Cientos de miles de personas invadieron ayer las calles de España, Portugal, Francia, Italia, Grecia e Irlanda en una jornada de protesta social contra la austeridad, el desempleo y la precariedad.
Los manifestantes marcharon por las calles de la capital española, convocadas por sindicatos o movimientos de indignados ante un extraordinario despliegue policial que protegía la Cámara baja del Parlamento.
Una movilización que contrasta con una participación en las concentraciones más tímidas de otros países: cinco mil manifestantes en Atenas, según la policía, algunos miles en Lisboa al grito de “fuera, fuera, el hambre la miseria y el FMI”, otros miles en Italia, en Turín, Roma y Milán, así como en Francia, sobre todo en París.
En Portugal, que como España tuvo una huelga general, la policía golpeó con toletes ante el Parlamento de Lisboa, donde miles de personas protestaban. En Madrid, como en Barcelona, la policía replegó a un grupo de manifestantes en la tarde.
Medio centenar de personas protestaron en Dublín contra la política de austeridad del gobierno, y unas 120 personas se manifestaron en Londres para apoyar las huelgas en España y Portugal.
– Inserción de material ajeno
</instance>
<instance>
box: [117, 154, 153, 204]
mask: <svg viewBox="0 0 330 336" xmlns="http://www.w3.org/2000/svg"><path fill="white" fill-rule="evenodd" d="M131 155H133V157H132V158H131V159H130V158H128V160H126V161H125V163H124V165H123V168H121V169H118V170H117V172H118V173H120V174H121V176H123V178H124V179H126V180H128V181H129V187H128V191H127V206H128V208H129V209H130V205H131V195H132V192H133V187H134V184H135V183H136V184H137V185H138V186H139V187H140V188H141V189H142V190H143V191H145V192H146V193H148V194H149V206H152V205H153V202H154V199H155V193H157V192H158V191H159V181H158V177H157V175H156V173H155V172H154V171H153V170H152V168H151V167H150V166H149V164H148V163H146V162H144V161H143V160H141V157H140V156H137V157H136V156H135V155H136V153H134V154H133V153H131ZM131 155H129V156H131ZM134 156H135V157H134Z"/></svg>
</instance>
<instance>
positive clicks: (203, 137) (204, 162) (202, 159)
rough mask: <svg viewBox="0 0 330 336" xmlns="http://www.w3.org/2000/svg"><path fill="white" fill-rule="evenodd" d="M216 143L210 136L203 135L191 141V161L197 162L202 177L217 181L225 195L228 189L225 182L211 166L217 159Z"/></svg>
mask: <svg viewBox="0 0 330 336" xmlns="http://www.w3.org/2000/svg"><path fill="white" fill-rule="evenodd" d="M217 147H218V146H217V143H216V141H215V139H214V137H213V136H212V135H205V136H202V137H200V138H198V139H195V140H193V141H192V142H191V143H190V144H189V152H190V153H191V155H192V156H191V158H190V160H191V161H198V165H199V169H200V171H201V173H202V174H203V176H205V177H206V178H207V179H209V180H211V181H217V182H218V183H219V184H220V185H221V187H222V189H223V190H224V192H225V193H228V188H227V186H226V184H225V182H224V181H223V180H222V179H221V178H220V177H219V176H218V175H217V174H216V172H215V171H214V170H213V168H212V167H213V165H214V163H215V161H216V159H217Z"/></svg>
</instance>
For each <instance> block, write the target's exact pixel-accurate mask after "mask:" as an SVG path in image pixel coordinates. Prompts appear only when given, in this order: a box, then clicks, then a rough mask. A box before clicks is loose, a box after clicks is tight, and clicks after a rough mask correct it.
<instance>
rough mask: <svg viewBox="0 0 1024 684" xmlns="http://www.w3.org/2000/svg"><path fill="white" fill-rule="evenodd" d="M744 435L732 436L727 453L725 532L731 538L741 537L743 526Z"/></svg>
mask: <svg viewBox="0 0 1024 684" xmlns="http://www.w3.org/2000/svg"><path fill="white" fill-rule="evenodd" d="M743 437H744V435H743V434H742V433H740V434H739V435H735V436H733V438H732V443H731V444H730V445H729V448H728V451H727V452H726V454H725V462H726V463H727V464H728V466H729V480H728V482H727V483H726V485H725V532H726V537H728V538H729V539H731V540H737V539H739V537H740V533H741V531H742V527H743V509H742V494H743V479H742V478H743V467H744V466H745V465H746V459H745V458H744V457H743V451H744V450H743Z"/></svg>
En Italia, un policía fue gravemente herido en Turín y otros cinco fueron levemente heridos en Milán, en un choque al margen de las manifestaciones.
Un paro de cuatro horas se observó en Italia y otros de algunas horas también en Grecia.
Portugal también funcionó a medio gas, con trenes y Metro con paros y numerosos aviones que quedaron en tierra, en esta jornada de protesta contra las medidas de austeridad.
Fue un éxito: sindicatos
“Estoy aquí para protestar contra los recortes de todo, de sanidad, de educación contra el aumento del IVA, los desahucios”, dice en la marcha madrileña Javier Gómez, 39 años y en paro desde hace un año.
“Tenemos la solución, los banqueros a la prisión”, gritaban los manifestantes en medio de una marea de banderas rojas de los sindicatos.
Venían de todas partes, llevando camisetas verdes de la educación, cruzadas con el lema “escuela pública de todos, para todos”, o azules en el caso de la sanidad y agitando pancartas que llevan el “no” atravesado por unas tijeras.
“Una noche magnífica en Madrid”, dijo el secretario general del sindicato Comisiones Obreras (CCOO), Ignacio Fernández Toxo, en su discurso ante una multitud y les aseguró que “más de un millón de personas” se habían manifestado en la capital española.
Los sindicatos presumieron que 77 por ciento de los trabajadores se unieron a la huelga de 24 horas que terminó ayer.
Mientras la marcha sindical avanzaba lentamente por las grandes avenidas, centenares de otros manifestantes, convocados por el movimiento de “indignados”, se agolpaban frente a las barreras de la policía antidisturbios que bloqueaban el acceso al Congreso de los Diputados, en una situación tensa, con lanzamiento de proyectiles.
La policía lanzó balas de goma al final de la jornada mientras una camioneta policial resultó incendiada.
Un total de 118 personas fueron detenidas y 74 resultaron heridas en incidentes aislados en todo el país, según el ministerio del Interior.